Surveiller le passage d’exoplanètes devant leur astre. Scruter les variations de luminosité d’étoiles appelées naines blanches. Mais aussi pester contre la météo, enfiler les cafés pour rester éveillé et jaser du destin de notre Univers. Nous avons passé une nuit à l’Observatoire du Mont-Mégantic avec des chasseurs d’étoiles. Compte rendu.

Un dossier de Philippe Mercure et d’Alain Roberge

En attendant les étoiles

Il est 22 h, par une froide nuit de novembre. Julien Huot, assistant de nuit à l’Observatoire du Mont-Mégantic, enfile à contrecœur son manteau d’hiver et son chapeau et quitte la petite salle de contrôle chauffée pour s’aventurer sur la passerelle extérieure de l’observatoire.

Un vent cinglant lui fouette aussitôt le visage. Ici, à 1111 m d’altitude, le thermomètre indique -20 °C. Julien Huot braque une lampe de poche vers le ciel. Le faisceau frappe le brouillard.

« C’est complètement bouché. On est dans les nuages », constate-t-il. La situation est étrange : les données météorologiques indiquent pourtant que le ciel devrait être dégagé. Dans les circonstances, ouvrir la fenêtre du dôme pour dégager le télescope serait de la folie.
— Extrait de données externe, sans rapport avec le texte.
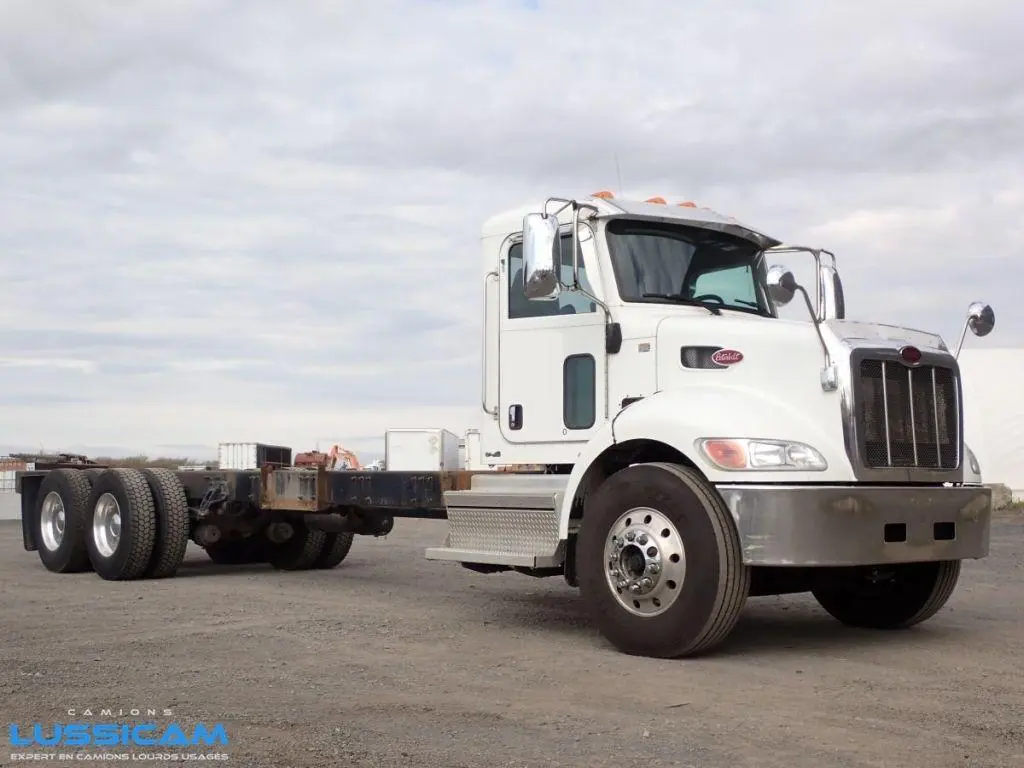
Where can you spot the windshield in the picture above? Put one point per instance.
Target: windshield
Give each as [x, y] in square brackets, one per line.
[673, 263]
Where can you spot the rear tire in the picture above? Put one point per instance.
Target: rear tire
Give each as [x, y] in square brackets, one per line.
[172, 522]
[893, 597]
[121, 524]
[677, 545]
[59, 521]
[299, 552]
[336, 549]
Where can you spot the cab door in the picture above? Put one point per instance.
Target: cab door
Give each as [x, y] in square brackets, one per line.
[551, 355]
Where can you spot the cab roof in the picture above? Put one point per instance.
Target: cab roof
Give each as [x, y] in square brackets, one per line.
[510, 220]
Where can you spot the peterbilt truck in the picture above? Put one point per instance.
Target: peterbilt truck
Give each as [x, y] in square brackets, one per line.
[655, 433]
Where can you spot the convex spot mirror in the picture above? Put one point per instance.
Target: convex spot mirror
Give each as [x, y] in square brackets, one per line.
[781, 285]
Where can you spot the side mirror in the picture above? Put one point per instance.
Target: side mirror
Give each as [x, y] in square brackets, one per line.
[980, 321]
[781, 285]
[541, 256]
[980, 318]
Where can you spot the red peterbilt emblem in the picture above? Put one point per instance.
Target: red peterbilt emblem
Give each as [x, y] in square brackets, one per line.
[727, 356]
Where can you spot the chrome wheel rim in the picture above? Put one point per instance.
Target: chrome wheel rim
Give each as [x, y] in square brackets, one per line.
[52, 520]
[107, 524]
[645, 561]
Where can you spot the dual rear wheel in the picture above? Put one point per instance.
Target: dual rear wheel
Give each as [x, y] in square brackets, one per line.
[122, 523]
[127, 524]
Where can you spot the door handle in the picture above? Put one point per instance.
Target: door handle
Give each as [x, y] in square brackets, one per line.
[515, 416]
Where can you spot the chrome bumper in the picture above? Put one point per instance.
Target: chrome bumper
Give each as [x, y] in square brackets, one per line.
[851, 525]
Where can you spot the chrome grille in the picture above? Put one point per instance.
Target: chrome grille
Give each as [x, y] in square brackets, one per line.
[907, 417]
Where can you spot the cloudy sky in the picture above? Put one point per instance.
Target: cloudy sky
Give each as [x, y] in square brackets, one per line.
[257, 220]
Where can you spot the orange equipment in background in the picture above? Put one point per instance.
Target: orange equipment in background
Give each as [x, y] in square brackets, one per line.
[340, 458]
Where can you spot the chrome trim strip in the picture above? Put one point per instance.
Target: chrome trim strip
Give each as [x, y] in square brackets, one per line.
[846, 525]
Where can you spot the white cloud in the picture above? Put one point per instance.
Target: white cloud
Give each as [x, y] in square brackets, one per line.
[258, 220]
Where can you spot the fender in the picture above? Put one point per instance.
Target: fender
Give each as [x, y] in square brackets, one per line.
[679, 417]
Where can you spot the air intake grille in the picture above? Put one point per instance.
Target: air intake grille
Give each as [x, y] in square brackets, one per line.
[908, 417]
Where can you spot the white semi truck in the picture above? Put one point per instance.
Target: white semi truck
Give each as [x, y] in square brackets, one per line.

Non seulement il n’y a aucun espoir de voir le ciel, mais le brouillard ne manquerait pas de former du givre sur les miroirs du télescope, ce qui provoquerait un cauchemar pour les astronomes.

Julien Huot rentre dans l’observatoire pour rejoindre Sylvie Beaulieu, astronome de soutien. Vêtue d’un coton ouaté aux couleurs de la NASA, celle-ci consulte ce qu’elle appelle son « plan de nuit ». La première cible d’observation qui y figurait est maintenant trop basse dans le ciel pour être observée. La déception est grande : il s’agissait de TRAPPIST-1, un système planétaire mythique découvert en 2015. TRAPPIST-1 est formé d’une étoile autour de laquelle gravitent au moins sept planètes, dont au moins trois sont situées dans la zone « habitable » susceptible d’abriter la vie.

« C’est dommage, mais on pourra se reprendre. On observe TRAPPIST-1 de quatre à cinq fois par mois », explique Sylvie Beaulieu.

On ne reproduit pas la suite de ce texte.